24. Inconnue reconnue trop tard

Juliette

Ô mon unique amour, né de ma seule haine !

Inconnu vu trop tôt, reconnu trop tard !

Dois-je naître à l'amour par si grand prodige

qu'il faille que je m'offre à mon ennemi ?

W. Shakespeare



La nuit était déjà bien avancée et en remontant l'escalier pour rejoindre sa chambre, Gabriel croisa son aîné, en haut des marches, presque hagard.

- Giorno tout va bien ?

Ce n'est qu'en entendant la voix préoccupée de son petit frère que le beau vénitien réalisa à quel point son égarement devait se lire sur sa face.

- Oui ça va. Je crois que la fatigue a eu raison de moi, hasarda-t-il en reprenant contenance.

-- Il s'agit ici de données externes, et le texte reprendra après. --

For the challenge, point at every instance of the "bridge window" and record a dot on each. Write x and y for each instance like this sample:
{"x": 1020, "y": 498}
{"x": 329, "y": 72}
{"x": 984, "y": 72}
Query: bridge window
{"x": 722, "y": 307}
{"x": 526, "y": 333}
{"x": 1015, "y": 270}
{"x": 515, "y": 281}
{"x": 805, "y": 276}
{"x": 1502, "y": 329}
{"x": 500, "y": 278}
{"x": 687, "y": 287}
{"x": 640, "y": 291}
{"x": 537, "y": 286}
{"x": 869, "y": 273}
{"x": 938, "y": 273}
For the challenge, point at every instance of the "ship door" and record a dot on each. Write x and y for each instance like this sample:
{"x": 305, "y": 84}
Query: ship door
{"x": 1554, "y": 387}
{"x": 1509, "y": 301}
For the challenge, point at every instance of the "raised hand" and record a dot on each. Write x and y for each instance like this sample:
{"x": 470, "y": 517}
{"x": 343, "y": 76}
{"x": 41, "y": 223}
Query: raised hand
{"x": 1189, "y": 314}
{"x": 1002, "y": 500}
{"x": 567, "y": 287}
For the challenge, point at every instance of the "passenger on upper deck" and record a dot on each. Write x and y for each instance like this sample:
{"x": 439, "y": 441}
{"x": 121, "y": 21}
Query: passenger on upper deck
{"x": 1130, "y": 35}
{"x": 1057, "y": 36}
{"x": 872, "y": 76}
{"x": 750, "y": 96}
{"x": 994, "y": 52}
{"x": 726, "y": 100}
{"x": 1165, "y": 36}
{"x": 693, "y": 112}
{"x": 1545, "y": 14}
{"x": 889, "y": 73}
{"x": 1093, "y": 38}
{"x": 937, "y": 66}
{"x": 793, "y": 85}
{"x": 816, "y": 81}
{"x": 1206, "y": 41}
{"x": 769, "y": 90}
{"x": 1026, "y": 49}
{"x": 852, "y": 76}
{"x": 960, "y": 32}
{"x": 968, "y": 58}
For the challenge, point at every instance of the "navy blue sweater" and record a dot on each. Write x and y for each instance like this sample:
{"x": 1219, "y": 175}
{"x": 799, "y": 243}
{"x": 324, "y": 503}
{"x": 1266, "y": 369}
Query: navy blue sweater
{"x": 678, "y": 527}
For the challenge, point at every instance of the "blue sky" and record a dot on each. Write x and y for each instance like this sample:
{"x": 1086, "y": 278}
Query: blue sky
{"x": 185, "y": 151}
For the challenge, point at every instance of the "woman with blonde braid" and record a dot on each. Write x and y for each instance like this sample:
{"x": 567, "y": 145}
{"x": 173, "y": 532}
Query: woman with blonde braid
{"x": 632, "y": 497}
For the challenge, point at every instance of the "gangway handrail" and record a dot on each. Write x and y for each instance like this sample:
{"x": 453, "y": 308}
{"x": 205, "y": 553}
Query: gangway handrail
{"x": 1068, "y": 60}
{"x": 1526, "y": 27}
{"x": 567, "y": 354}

- Ah tu n'es pas le seul. Gigi dort déjà sur le canapé. Je crois qu'elle a un peu trop bu.

À cette annonce moqueuse, Giorno se sentit étonnamment rassuré. Si sa belle s'était abandonnée aux bras de Morphée, il pouvait s'épargner les sourires de façades qu'il lui auraient servis pour dissimuler son trouble.

- Bene. Alors je crois qu'il est temps pour moi d'aller la mettre au lit.

- Ha ha c'est rare de te voir jouer les baby-sitters. Tu dois être un peu déçu que la nonna ait réussi à la mettre hors-jeu.

- La connaissant, je considère que ça aurait pu être pire...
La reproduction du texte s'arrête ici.